- Country: United States
- Presented by: President Ronald Reagan
- First award: 1986

= Medal of Liberty =

The Medal of Liberty was awarded in 1986 by President Ronald Reagan as part of the festivities commemorating the 100th anniversary of the Statue of Liberty (Liberty Enlightening the World). The awarding of this medal took place only once, as it was linked to a specific event. No other Medals of Liberty have been awarded since Liberty Weekend 1986, although it is possible more may be awarded in the future.

==History==
The medal was awarded in 1986 by President Reagan to twelve outstanding people chosen as representative of the most distinguished naturalized citizens of the United States of America. David L. Wolper, producer of ABC's television's 1986 Independence Day Weekend media event, came up with the idea to have the President present awards to a select group of naturalized citizens as an essential part of the ceremonial festivities commemorating the 100th anniversary of the dedication of the Statue of Liberty in New York Harbor.

==Design==
The Medal of Liberty is a circular, bronze medallion, seven inches in diameter, hand finished and patinated by Alex Shagin. On the obverse of the medal is the bust of Frédéric Bartholdi, facing slightly to the right and holding in his right hand his small bronze sculpture of Liberty Enlightening the World, his template for the construction of the Statue of Liberty National Monument at the mouth of the Hudson River in New York Harbor. Bartholdi's name appears vertically, his middle name, Auguste, to the left of his bust and his surname to the right.

==Recipients==
Medal recipients were announced by Ted Koppel of ABC News.

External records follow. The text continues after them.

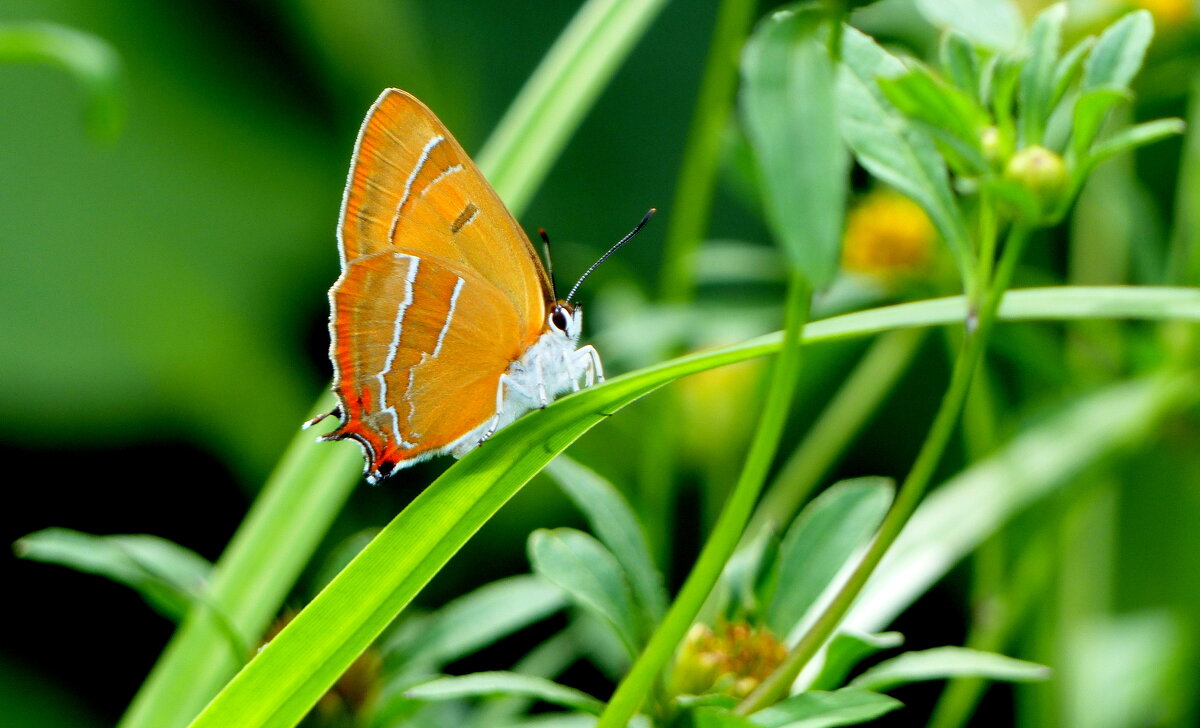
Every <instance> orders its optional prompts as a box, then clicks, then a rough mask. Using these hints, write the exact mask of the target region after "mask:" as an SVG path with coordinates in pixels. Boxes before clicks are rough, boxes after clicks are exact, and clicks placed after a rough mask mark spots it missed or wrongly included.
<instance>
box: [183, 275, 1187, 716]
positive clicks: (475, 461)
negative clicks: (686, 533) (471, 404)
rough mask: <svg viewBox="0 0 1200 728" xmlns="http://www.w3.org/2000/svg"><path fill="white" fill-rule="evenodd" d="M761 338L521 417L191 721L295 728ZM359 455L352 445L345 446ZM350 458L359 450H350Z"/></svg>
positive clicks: (866, 313) (424, 497)
mask: <svg viewBox="0 0 1200 728" xmlns="http://www.w3.org/2000/svg"><path fill="white" fill-rule="evenodd" d="M965 314H966V301H965V299H964V297H962V296H955V297H950V299H941V300H935V301H922V302H917V303H905V305H901V306H889V307H886V308H878V309H874V311H865V312H859V313H852V314H845V315H840V317H834V318H829V319H824V320H822V321H816V323H814V324H810V325H809V326H808V327H806V329H805V342H806V343H818V342H822V341H835V339H842V338H851V337H857V336H866V335H870V333H876V332H878V331H881V330H887V329H895V327H901V326H929V325H941V324H956V323H960V321H962V319H964V317H965ZM1001 318H1004V319H1009V320H1015V319H1020V320H1055V319H1088V318H1148V319H1183V320H1193V321H1198V320H1200V290H1195V289H1184V288H1122V287H1111V288H1105V287H1094V288H1093V287H1074V288H1069V289H1068V288H1050V289H1032V290H1021V291H1013V293H1010V294H1008V295H1007V296H1006V300H1004V305H1002V306H1001ZM780 341H781V337H780V336H779V335H778V333H773V335H767V336H762V337H757V338H754V339H750V341H748V342H743V343H739V344H737V345H732V347H725V348H720V349H714V350H710V351H701V353H697V354H691V355H688V356H683V357H679V359H674V360H671V361H666V362H662V363H660V365H656V366H653V367H647V368H644V369H641V371H637V372H632V373H630V374H625V375H622V377H616V378H613V379H610V380H608V381H607V383H605V384H602V385H600V386H595V387H592V389H588V390H584V391H583V392H580V393H576V395H571V396H568V397H564V398H562V399H559V401H557V402H554V403H553V404H552V405H550V407H547V408H546V409H544V410H540V411H536V413H533V414H530V415H529V416H526V417H522V419H521V420H517V421H516V422H514V423H512V425H510V426H509V427H506V428H505V429H502V431H500V432H499V433H497V435H496V437H494V438H492V439H491V440H488V443H487V444H486V445H485V446H482V447H479V449H476V450H475V451H473V452H472V453H469V455H468V456H467V457H464V458H463V459H461V461H458V462H457V463H455V464H454V465H452V467H450V468H449V469H448V470H446V471H445V473H444V474H443V475H442V477H439V479H438V480H437V481H436V482H434V483H433V485H431V486H430V487H428V488H427V489H426V491H425V492H424V493H421V495H419V497H418V498H416V499H415V500H414V501H413V503H412V505H409V507H408V509H406V510H404V511H403V512H402V513H401V515H400V516H397V517H396V518H395V519H394V521H392V522H391V523H390V524H389V525H388V527H386V528H385V529H384V530H383V531H380V534H379V535H378V536H377V537H376V539H374V540H373V541H372V542H371V543H370V545H368V546H367V547H366V548H365V549H364V550H362V552H361V553H360V554H359V555H358V556H356V558H355V559H354V561H352V562H350V564H349V566H347V567H346V568H344V570H343V571H342V572H341V573H340V574H338V576H337V577H336V578H335V579H334V580H332V582H331V583H330V584H329V586H326V588H325V590H323V591H322V592H320V594H319V595H318V596H317V598H314V600H313V601H312V603H310V604H308V607H307V608H305V610H304V612H301V613H300V615H299V616H296V619H295V620H293V621H292V622H290V624H289V625H288V626H287V627H286V628H284V630H283V631H282V632H281V633H280V634H278V636H277V637H276V638H275V639H274V640H272V642H271V643H270V644H269V645H268V646H266V648H265V649H263V650H262V651H260V652H259V654H258V655H257V656H256V657H254V660H253V661H251V663H250V664H247V666H246V667H245V668H244V669H242V670H241V673H239V674H238V675H236V676H235V678H234V679H233V681H230V682H229V685H227V686H226V688H224V690H223V691H222V692H221V694H218V696H217V697H216V698H215V699H214V700H212V703H210V704H209V706H208V708H206V709H205V710H204V712H203V714H202V715H200V716H199V717H198V718H197V720H196V721H194V722H193V726H196V727H197V728H214V727H217V726H221V727H224V726H238V727H239V728H259V727H265V726H271V727H283V726H294V724H295V723H296V722H298V721H299V720H300V718H301V717H304V715H305V714H306V712H307V710H308V709H310V708H311V706H312V704H313V703H316V700H317V699H318V698H319V697H320V696H322V694H323V693H324V692H325V690H328V687H329V686H330V685H332V682H334V681H335V680H336V679H337V678H338V675H341V673H342V672H343V670H344V669H346V668H347V667H348V666H349V664H350V663H352V662H353V661H354V658H355V657H358V655H359V654H360V652H361V651H362V650H364V649H366V648H367V645H370V644H371V642H372V640H374V638H376V637H377V636H378V634H379V633H380V632H382V631H383V630H384V627H386V626H388V624H389V622H390V621H391V620H392V619H394V618H395V616H396V615H397V614H400V612H401V610H402V609H403V608H404V606H406V604H408V602H409V601H412V598H413V597H414V596H415V595H416V594H418V592H419V591H420V590H421V588H424V586H425V584H426V583H428V580H430V579H432V578H433V576H434V574H436V573H437V572H438V571H440V568H442V567H443V566H444V565H445V562H446V561H448V560H449V559H450V558H451V556H452V555H454V554H455V553H456V552H457V550H458V548H461V547H462V545H463V543H466V541H467V540H468V539H469V537H470V536H472V535H473V534H474V533H475V531H476V530H479V528H481V527H482V524H484V523H485V522H486V521H487V519H488V518H491V516H492V515H493V513H494V512H496V511H497V510H499V507H500V506H502V505H504V503H506V501H508V500H509V499H510V498H511V497H512V495H514V494H516V492H517V491H520V489H521V487H522V486H523V485H524V483H526V482H527V481H529V479H532V477H533V476H534V475H535V474H536V473H538V471H539V470H541V468H544V467H545V465H546V463H548V462H550V461H551V459H552V458H553V457H554V456H556V455H558V453H559V452H562V451H563V450H564V449H566V446H568V445H570V444H571V443H574V441H575V440H576V439H577V438H580V437H581V435H582V434H583V433H584V432H587V431H588V429H590V428H592V427H594V426H595V425H596V423H599V422H601V421H604V420H605V417H607V416H610V415H612V414H613V413H614V411H617V410H619V409H620V408H623V407H625V405H628V404H629V403H631V402H634V401H635V399H637V398H640V397H642V396H644V395H647V393H649V392H652V391H654V390H655V389H658V387H660V386H662V385H665V384H667V383H670V381H672V380H674V379H677V378H679V377H684V375H688V374H694V373H696V372H701V371H706V369H710V368H714V367H719V366H724V365H728V363H734V362H738V361H745V360H748V359H754V357H756V356H763V355H767V354H773V353H775V351H776V350H778V349H779V345H780ZM342 450H343V451H346V452H354V450H353V449H352V447H350V446H348V445H347V446H344V447H343V449H342ZM355 455H356V452H355Z"/></svg>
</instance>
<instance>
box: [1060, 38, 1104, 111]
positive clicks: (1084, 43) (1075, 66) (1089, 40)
mask: <svg viewBox="0 0 1200 728" xmlns="http://www.w3.org/2000/svg"><path fill="white" fill-rule="evenodd" d="M1093 46H1096V36H1087V37H1085V38H1084V40H1081V41H1080V42H1078V43H1075V44H1074V46H1073V47H1072V49H1070V50H1068V52H1067V54H1066V55H1063V56H1062V58H1061V59H1058V66H1057V68H1055V74H1054V94H1052V95H1051V96H1050V108H1051V109H1052V108H1054V107H1055V106H1057V103H1058V101H1061V100H1062V97H1063V95H1064V94H1066V92H1067V89H1068V88H1069V86H1070V84H1073V83H1074V82H1075V79H1076V78H1079V74H1080V72H1081V71H1082V68H1084V60H1085V59H1086V58H1087V54H1088V53H1090V52H1091V50H1092V47H1093Z"/></svg>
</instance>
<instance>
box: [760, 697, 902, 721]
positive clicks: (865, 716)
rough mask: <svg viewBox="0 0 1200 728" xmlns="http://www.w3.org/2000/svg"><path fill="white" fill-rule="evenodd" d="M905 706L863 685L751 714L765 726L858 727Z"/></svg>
mask: <svg viewBox="0 0 1200 728" xmlns="http://www.w3.org/2000/svg"><path fill="white" fill-rule="evenodd" d="M900 708H904V703H901V702H900V700H896V699H895V698H890V697H888V696H881V694H880V693H877V692H871V691H869V690H863V688H859V687H844V688H841V690H835V691H833V692H821V691H811V692H804V693H800V694H798V696H792V697H791V698H787V699H786V700H781V702H779V703H776V704H774V705H772V706H770V708H767V709H763V710H760V711H758V712H755V714H752V715H751V716H750V718H751V721H752V724H755V726H761V727H762V728H834V727H835V726H857V724H859V723H865V722H868V721H874V720H875V718H877V717H880V716H882V715H886V714H888V712H892V711H893V710H898V709H900Z"/></svg>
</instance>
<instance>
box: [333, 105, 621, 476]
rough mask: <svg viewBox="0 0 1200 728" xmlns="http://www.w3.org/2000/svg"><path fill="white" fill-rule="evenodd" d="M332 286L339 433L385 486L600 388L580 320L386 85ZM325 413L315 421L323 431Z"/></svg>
mask: <svg viewBox="0 0 1200 728" xmlns="http://www.w3.org/2000/svg"><path fill="white" fill-rule="evenodd" d="M338 251H340V254H341V260H342V272H341V276H340V277H338V279H337V282H336V283H335V284H334V287H332V289H330V293H329V299H330V309H331V314H330V324H329V330H330V342H331V343H330V360H331V361H332V363H334V392H335V395H336V396H337V401H338V408H337V409H336V410H334V413H330V414H336V415H337V416H338V419H340V425H338V427H337V428H336V429H334V431H332V432H331V433H329V434H326V435H324V437H323V438H322V439H325V440H338V439H353V440H355V441H358V443H359V444H360V445H361V446H362V450H364V453H365V456H366V476H367V480H368V481H371V482H378V481H379V480H380V479H383V477H386V476H388V475H390V474H391V473H394V471H395V470H397V469H401V468H406V467H408V465H412V464H414V463H418V462H421V461H424V459H427V458H430V457H433V456H436V455H443V453H451V455H454V456H456V457H461V456H463V455H466V453H467V452H469V451H470V450H473V449H474V447H475V446H478V445H479V444H480V443H482V441H484V440H486V439H487V438H490V437H491V435H492V434H493V433H494V432H496V431H497V429H499V428H500V427H504V426H506V425H509V423H511V422H512V421H514V420H516V419H517V417H520V416H521V415H522V414H524V413H527V411H529V410H530V409H534V408H539V407H545V405H546V404H548V403H550V402H551V401H553V399H554V397H556V396H558V395H560V393H563V392H566V391H571V390H577V389H580V383H581V380H582V381H583V383H586V384H588V385H590V384H592V383H593V381H595V380H596V379H601V380H602V372H601V366H600V357H599V355H598V354H596V351H595V349H593V348H592V347H589V345H588V347H582V348H577V347H578V339H580V332H581V327H582V311H581V309H580V308H578V307H577V306H572V305H571V303H569V302H566V301H558V300H556V297H554V293H553V285H552V283H551V279H550V276H548V273H547V272H546V269H545V266H544V265H542V263H541V260H540V258H539V257H538V254H536V252H535V251H534V248H533V246H532V245H530V242H529V239H528V237H527V236H526V234H524V231H523V230H522V229H521V227H520V225H518V224H517V223H516V221H515V219H514V218H512V216H511V215H510V213H509V212H508V210H506V209H505V207H504V205H503V203H502V201H500V199H499V197H498V195H497V194H496V192H494V191H493V189H492V188H491V186H490V185H488V183H487V181H486V180H485V179H484V176H482V174H481V173H480V172H479V170H478V169H476V168H475V166H474V163H473V162H472V161H470V158H469V157H468V156H467V154H466V152H464V151H463V150H462V146H460V145H458V143H457V142H456V140H455V139H454V137H452V136H451V134H450V132H449V131H448V130H446V128H445V126H443V125H442V122H440V121H439V120H438V119H437V116H434V115H433V113H432V112H430V109H428V108H426V107H425V106H424V104H422V103H421V102H420V101H418V100H416V98H414V97H413V96H410V95H408V94H407V92H404V91H401V90H398V89H388V90H386V91H384V92H383V94H382V95H380V96H379V98H378V100H377V101H376V103H374V106H372V108H371V110H370V112H368V114H367V118H366V120H365V121H364V124H362V128H361V130H360V132H359V138H358V143H356V144H355V151H354V158H353V161H352V164H350V175H349V180H348V182H347V187H346V193H344V197H343V201H342V215H341V224H340V227H338ZM320 419H323V417H317V419H316V420H312V421H310V425H312V423H316V422H317V421H319V420H320Z"/></svg>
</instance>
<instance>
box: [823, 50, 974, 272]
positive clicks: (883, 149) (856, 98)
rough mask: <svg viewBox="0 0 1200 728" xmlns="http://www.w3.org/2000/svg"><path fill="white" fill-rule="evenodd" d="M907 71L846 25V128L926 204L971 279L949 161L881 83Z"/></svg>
mask: <svg viewBox="0 0 1200 728" xmlns="http://www.w3.org/2000/svg"><path fill="white" fill-rule="evenodd" d="M904 72H905V66H904V64H901V62H900V61H899V60H896V59H895V58H893V56H892V55H890V54H888V53H887V52H886V50H883V48H881V47H880V46H878V44H876V43H875V41H872V40H871V38H870V37H869V36H866V35H865V34H863V32H859V31H858V30H854V29H853V28H846V29H845V30H844V34H842V67H841V71H840V72H839V74H838V95H839V103H840V106H839V113H840V115H841V133H842V137H845V139H846V143H847V144H848V145H850V148H851V149H852V150H853V152H854V156H856V157H857V158H858V161H859V163H862V164H863V167H865V168H866V170H868V172H870V173H871V174H872V175H874V176H875V178H876V179H878V180H881V181H883V182H886V183H888V185H890V186H893V187H895V188H896V189H898V191H900V192H901V193H904V194H905V195H907V197H908V198H911V199H912V200H913V201H916V203H917V204H918V205H920V206H922V209H924V210H925V213H926V215H929V218H930V219H931V221H932V223H934V225H935V227H936V228H937V231H938V234H941V236H942V237H943V239H944V240H946V242H947V245H948V246H949V248H950V253H952V254H953V255H954V259H955V261H956V263H958V265H959V271H960V273H961V275H962V278H964V281H968V279H970V278H971V277H972V276H973V270H974V269H973V265H972V264H971V252H970V248H971V243H970V237H968V234H967V228H966V222H965V219H964V218H962V213H961V211H960V210H959V207H958V204H956V201H955V199H954V194H953V192H952V191H950V183H949V176H948V173H947V170H946V163H944V162H943V161H942V157H941V155H938V154H937V150H936V149H935V148H934V144H932V142H931V140H930V139H929V138H928V137H925V136H923V134H920V133H919V132H917V131H916V130H914V128H912V126H911V125H910V124H908V122H907V121H906V120H905V119H904V118H902V116H901V115H900V114H899V113H898V112H896V110H895V109H894V108H893V107H892V106H890V104H889V103H888V102H887V100H886V98H884V97H883V92H882V91H880V88H878V85H877V84H876V79H877V78H880V77H883V78H895V77H896V76H900V74H902V73H904Z"/></svg>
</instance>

| Recipient | Birthplace |
|---|---|
| Irving Berlin (1888–1989) | Russia |
| Franklin Chang-Díaz (born 1950) | Costa Rica |
| Kenneth B. Clark (1914–2005) | Panama Canal Zone |
| Hanna Holborn Gray (born 1930) | Germany |
| Bob Hope (1903–2003) | United Kingdom |
| Henry Kissinger (1923-2023) | Germany |
| I. M. Pei (1917–2019) | China |
| Itzhak Perlman (born 1945) | Israel |
| James Reston (1909–1995) | United Kingdom |
| Albert Sabin (1906–1993) | Russia |
| An Wang (1920–1990) | China |
| Elie Wiesel (1928–2016) | Romania |

As of June 2025, Franklin Chang Díaz, Hanna Holborn Gray, and Itzhak Perlman are the only living holders of the Medal of Liberty.